Viajar en avión es demasiado rápido. En un chasquido de dedos estás allí. Tan pronto en Madrid, tan pronto en Delhi. Tan pronto en el ‘primer mundo’, tan pronto en un mundo totalmente desconocido e impactante. Jamás habría imaginado nada igual. Puedes haber leído seis guías y diez libros, haber visto varias veces el Ghandi de Attenborough, haberte recreado con La Ciudad de la Alegría, o haber escuchado con atención las historias de viajeros anteriores, pero el choque es de órdago, brutal, y coge desarmado al más realista, al más soñador, a cualquiera que no haya pisado nunca antes la India.

Cuántas preguntas, hasta que te das cuenta de que las respuestas dependen exclusivamente de lo que cada uno busque. Los estereotipos que a lo largo de tu vida te has ido confeccionando de La India se agolpan en tu mente y es necesario ordenar la gran cantidad de imágenes que viajan de forma incesante de un lado al otro de tu mente. Pero ¿cómo adaptarme al cambio que supone la fantasía de la realidad? Ante mí se abría un mes para descubrirlo y, ¿por qué ponerse límites?

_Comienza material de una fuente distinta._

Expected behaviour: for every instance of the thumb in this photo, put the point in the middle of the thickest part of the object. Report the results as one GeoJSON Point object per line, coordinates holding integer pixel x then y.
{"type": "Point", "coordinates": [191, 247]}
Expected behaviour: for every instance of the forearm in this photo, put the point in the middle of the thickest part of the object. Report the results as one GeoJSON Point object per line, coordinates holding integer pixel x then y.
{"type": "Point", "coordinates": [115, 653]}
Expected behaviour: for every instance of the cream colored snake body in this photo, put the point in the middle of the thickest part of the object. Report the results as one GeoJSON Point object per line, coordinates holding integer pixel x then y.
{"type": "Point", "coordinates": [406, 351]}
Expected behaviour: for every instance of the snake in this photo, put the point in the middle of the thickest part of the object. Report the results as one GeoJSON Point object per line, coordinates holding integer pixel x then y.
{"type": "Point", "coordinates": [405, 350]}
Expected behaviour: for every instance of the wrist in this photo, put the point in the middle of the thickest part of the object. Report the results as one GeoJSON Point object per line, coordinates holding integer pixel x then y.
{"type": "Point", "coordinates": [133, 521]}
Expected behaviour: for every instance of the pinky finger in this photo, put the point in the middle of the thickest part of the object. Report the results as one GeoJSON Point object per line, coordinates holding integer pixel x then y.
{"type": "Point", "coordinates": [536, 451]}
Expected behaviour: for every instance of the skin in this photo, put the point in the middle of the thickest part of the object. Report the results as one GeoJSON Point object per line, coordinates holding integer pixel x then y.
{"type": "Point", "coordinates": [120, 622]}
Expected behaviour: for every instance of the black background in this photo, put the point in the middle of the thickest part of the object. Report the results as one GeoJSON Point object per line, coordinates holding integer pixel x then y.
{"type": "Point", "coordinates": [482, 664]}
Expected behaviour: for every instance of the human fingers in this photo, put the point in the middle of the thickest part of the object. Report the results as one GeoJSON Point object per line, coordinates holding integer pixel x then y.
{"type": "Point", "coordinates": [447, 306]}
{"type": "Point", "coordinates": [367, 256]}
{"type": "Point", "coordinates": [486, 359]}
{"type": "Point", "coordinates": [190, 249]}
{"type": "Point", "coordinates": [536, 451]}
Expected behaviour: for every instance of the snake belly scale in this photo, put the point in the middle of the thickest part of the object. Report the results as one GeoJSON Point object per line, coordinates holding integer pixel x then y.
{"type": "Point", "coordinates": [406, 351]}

Bienvenido a La India. A La India de los seis sentidos. La misma que se huele, se mira, se saborea, se oye, se palpa y, sobre todo, se siente. Y ¿se entiende? 28 días en ese fascinante país dan una respuesta somera de lo que es este lugar y sus habitantes. Si te dejas clichés en casa, soportas el pasmo y desconcierto de los primeros días, los rechazos que provocan determinadas imágenes y te dejas embelesar por todo lo que ofrece este subcontinente, ajeno a la multitud, la contaminación sofocante, la lucha desigual de la limpieza urbana contra la suciedad indescriptible y el ruido ensordecedor, te llevas a casa el susurro de una filosofía de vida.